Welcome to the Fierce Pharma political roundup, where each Monday we’ll highlight developments in Washington, D.C., and elsewhere that could affect drug pricing and how drugmakers operate.
Two days after news organizations called the U.S. presidential election for Joe Biden, the President-elect is laying out his COVID-19 advisory board, tapping experts in the fields of infectious diseases, regulatory matters and more.
Co-chairing the coronavirus transition task force will be former Surgeon General Vivek Murthy, former FDA commissioner David Kessler and Yale University associate professor of medicine and epidemiology Marcella Nunez-Smith. Alongside them, a long list of health experts—including ousted BARDA director Rick Bright and Michael Osterholm, the director of the University of Minnesota’s Center for Infectious Disease Research and Policy—will serve on the team.
While campaigning to be president, Biden said he'd follow the science with his COVID-19 response, including on the important subject of vaccines. The Biden transition team says it plans to work with state and local officials to determine conditions around the country and respond appropriately in efforts to reopen schools and businesses safely.
COVID-19 is “one of the most important battles our administration will face, and I will be informed by science and by experts,” Biden said in a statement. The newly unveiled board will “help shape my approach to managing the surge in reported infections; ensuring vaccines are safe, effective, and distributed efficiently, equitably, and free; and protecting at-risk populations,” he added.
Biden and Vice President-elect Kamala Harris set to meet with the team this morning, according to a schedule released late Sunday. Afterward, Biden will give remarks on the battle against the pandemic.

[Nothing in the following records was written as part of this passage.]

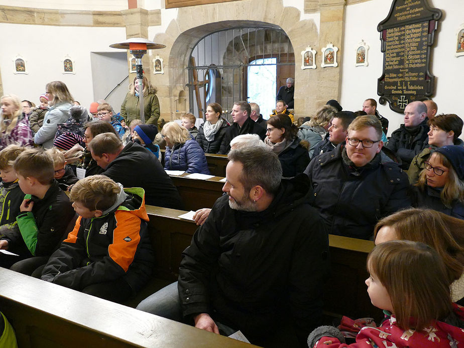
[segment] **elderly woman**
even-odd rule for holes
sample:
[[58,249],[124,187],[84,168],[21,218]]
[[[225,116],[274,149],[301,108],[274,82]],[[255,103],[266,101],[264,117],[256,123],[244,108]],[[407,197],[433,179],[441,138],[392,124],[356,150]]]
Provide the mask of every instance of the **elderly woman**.
[[222,108],[217,103],[211,103],[205,112],[206,121],[198,129],[196,141],[207,154],[217,154],[228,122],[221,117]]
[[50,108],[44,118],[42,126],[34,137],[34,142],[42,144],[44,149],[51,149],[58,130],[58,124],[64,123],[69,117],[69,109],[74,98],[68,87],[61,81],[53,81],[45,86]]
[[310,157],[312,157],[316,145],[325,139],[328,128],[331,125],[332,119],[336,112],[336,109],[333,106],[324,105],[316,111],[310,120],[299,127],[298,138],[309,143]]
[[433,248],[446,266],[453,301],[464,297],[464,221],[431,209],[401,210],[380,220],[376,245],[389,241],[421,242]]
[[20,120],[23,110],[18,96],[3,96],[0,98],[0,150],[12,144],[22,146],[32,145],[32,131],[29,127],[28,117]]
[[168,122],[161,130],[161,137],[166,144],[165,169],[209,174],[204,152],[186,129],[176,122]]
[[284,177],[303,173],[309,163],[308,150],[300,144],[297,132],[298,128],[286,114],[279,113],[268,120],[264,143],[279,156]]
[[413,206],[464,219],[464,148],[439,148],[424,165],[411,192]]
[[[148,80],[144,76],[142,80],[144,95],[144,115],[145,123],[158,127],[158,119],[160,118],[160,102],[156,96],[156,88],[150,84]],[[140,119],[140,106],[139,104],[139,80],[137,77],[134,82],[129,85],[129,92],[126,95],[121,104],[120,115],[124,122],[129,125],[131,121]]]

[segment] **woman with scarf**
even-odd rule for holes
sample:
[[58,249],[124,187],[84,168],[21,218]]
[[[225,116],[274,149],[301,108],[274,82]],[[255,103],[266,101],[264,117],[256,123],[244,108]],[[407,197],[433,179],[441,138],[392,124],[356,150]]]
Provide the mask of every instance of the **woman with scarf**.
[[264,143],[279,156],[284,177],[303,173],[309,163],[308,149],[300,144],[298,131],[286,114],[279,113],[268,120]]
[[206,107],[206,121],[198,129],[196,141],[205,153],[217,154],[228,122],[221,117],[222,108],[217,103],[211,103]]

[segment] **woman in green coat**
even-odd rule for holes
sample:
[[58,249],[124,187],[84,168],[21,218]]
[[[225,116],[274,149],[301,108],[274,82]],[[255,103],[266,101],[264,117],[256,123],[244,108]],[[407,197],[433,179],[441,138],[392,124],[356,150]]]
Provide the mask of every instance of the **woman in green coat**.
[[[121,105],[121,115],[124,118],[126,124],[140,119],[140,106],[139,105],[139,81],[137,78],[134,79],[134,83],[129,86],[129,92],[127,93],[124,101]],[[150,84],[148,80],[144,76],[142,82],[144,91],[144,114],[145,123],[155,125],[158,127],[158,119],[160,118],[160,102],[155,93],[156,89]]]

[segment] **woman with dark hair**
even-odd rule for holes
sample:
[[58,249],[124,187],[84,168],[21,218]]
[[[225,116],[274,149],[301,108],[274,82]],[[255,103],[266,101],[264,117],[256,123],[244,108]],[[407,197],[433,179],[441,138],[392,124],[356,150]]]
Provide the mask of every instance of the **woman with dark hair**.
[[217,154],[228,122],[223,119],[222,108],[217,103],[211,103],[205,112],[206,121],[198,129],[196,141],[206,154]]
[[303,173],[309,163],[308,149],[300,144],[298,131],[290,118],[283,113],[268,120],[264,143],[279,156],[284,177]]
[[429,245],[441,257],[454,302],[464,297],[464,221],[431,209],[407,209],[384,217],[374,230],[376,245],[407,240]]
[[[158,127],[158,119],[160,118],[160,102],[156,96],[156,88],[152,86],[148,80],[144,76],[142,80],[144,94],[144,115],[145,124],[155,125]],[[127,125],[136,119],[140,118],[140,106],[139,104],[139,80],[136,77],[134,82],[129,85],[129,92],[126,95],[121,104],[120,114],[124,119]]]
[[464,219],[464,148],[439,148],[424,166],[413,188],[412,206]]
[[53,140],[59,124],[64,123],[69,117],[69,109],[74,98],[64,82],[53,81],[45,86],[45,94],[48,98],[50,108],[44,117],[44,122],[34,136],[34,142],[42,144],[44,149],[53,147]]

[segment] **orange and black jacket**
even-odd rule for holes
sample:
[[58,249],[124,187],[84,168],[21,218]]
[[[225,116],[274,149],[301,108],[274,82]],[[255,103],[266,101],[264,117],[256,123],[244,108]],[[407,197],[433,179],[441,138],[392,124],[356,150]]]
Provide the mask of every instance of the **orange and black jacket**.
[[134,292],[140,290],[151,277],[154,262],[144,195],[143,189],[122,187],[109,212],[99,217],[79,216],[52,255],[42,279],[81,290],[124,277]]

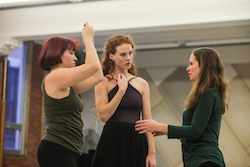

Meanwhile, the pandemic response could soon get a major boost as Pfizer on Monday reported its vaccine was more than 90% effective in early analysis. The company could be on track to seek an emergency use authorization later this month if safety data come back positive.
Pfizer’s vaccine isn’t a part of the Operation Warp Speed program, but the company has taken an order from the U.S. for 100 million doses for $1.95 billion. The deal also includes an option for an additional 500 million doses.